The relief is subject to restrictions and requirements. There is no limit if a deceased employee’s family receives ex-gratia from his/her employer after his/her death — the entire amount is tax-free. However, the tax exemption is restricted to Rs 10 lakh if the money is paid by someone else.

Furthermore, the exemption is only effective if the money is received within a year of the death. If a household receives financial assistance from a number of people, the total amount received is tax-free up to Rs 10 lakh. The amendment is applicable retrospectively from AY 2020-21.

Withdrawal of Deduction under section 80EEA

To encourage affordable housing, the government enacted Section 80EEA, which took effect in AY 2020–21 (FY 2019–20), with the goal of providing homeowners with an additional tax deduction in addition to the deduction allowed under Section 24(b) for home loan interest payments.
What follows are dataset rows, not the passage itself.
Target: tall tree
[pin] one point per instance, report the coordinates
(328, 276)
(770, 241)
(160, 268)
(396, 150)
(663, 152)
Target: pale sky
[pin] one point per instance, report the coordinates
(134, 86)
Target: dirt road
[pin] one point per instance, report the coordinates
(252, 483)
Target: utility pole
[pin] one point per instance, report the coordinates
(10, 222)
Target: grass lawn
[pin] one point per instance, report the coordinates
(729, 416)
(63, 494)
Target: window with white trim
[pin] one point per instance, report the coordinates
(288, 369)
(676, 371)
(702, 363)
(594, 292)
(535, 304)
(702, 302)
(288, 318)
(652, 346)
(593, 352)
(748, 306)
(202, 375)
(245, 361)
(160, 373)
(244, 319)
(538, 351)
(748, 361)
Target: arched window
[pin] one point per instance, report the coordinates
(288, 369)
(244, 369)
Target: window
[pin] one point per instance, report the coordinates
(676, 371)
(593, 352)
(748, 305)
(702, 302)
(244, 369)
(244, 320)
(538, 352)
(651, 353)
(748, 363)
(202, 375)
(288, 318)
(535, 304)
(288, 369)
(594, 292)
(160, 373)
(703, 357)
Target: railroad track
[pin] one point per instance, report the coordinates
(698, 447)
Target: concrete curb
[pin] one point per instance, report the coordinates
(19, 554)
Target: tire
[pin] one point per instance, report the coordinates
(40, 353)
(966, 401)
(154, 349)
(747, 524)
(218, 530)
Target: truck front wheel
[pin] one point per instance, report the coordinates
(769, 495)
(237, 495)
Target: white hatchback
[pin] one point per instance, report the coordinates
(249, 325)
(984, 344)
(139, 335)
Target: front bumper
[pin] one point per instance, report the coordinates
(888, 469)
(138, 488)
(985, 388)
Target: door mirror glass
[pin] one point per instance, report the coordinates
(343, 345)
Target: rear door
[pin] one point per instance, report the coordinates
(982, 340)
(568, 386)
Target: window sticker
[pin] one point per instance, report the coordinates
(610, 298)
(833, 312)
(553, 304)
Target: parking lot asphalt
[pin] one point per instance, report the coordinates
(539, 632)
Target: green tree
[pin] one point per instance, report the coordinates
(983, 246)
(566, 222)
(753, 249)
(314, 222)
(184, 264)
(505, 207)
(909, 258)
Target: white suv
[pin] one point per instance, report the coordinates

Section 80EEA allows a deduction of up to Rs 150,000 if certain conditions are met, such as the loan must be approved within the fiscal year 2019-20, the stamp value of the house must be less than Rs 45 lakh, and the taxpayer must not own any other residential property at the time of loan approval.

In succeeding finance bills, the loan’s sanction duration was extended from March 31, 2020, to March 31, 2021, and finally to March 31, 2022. However, no such extension for sanction of the loan was offered in the budget 2022.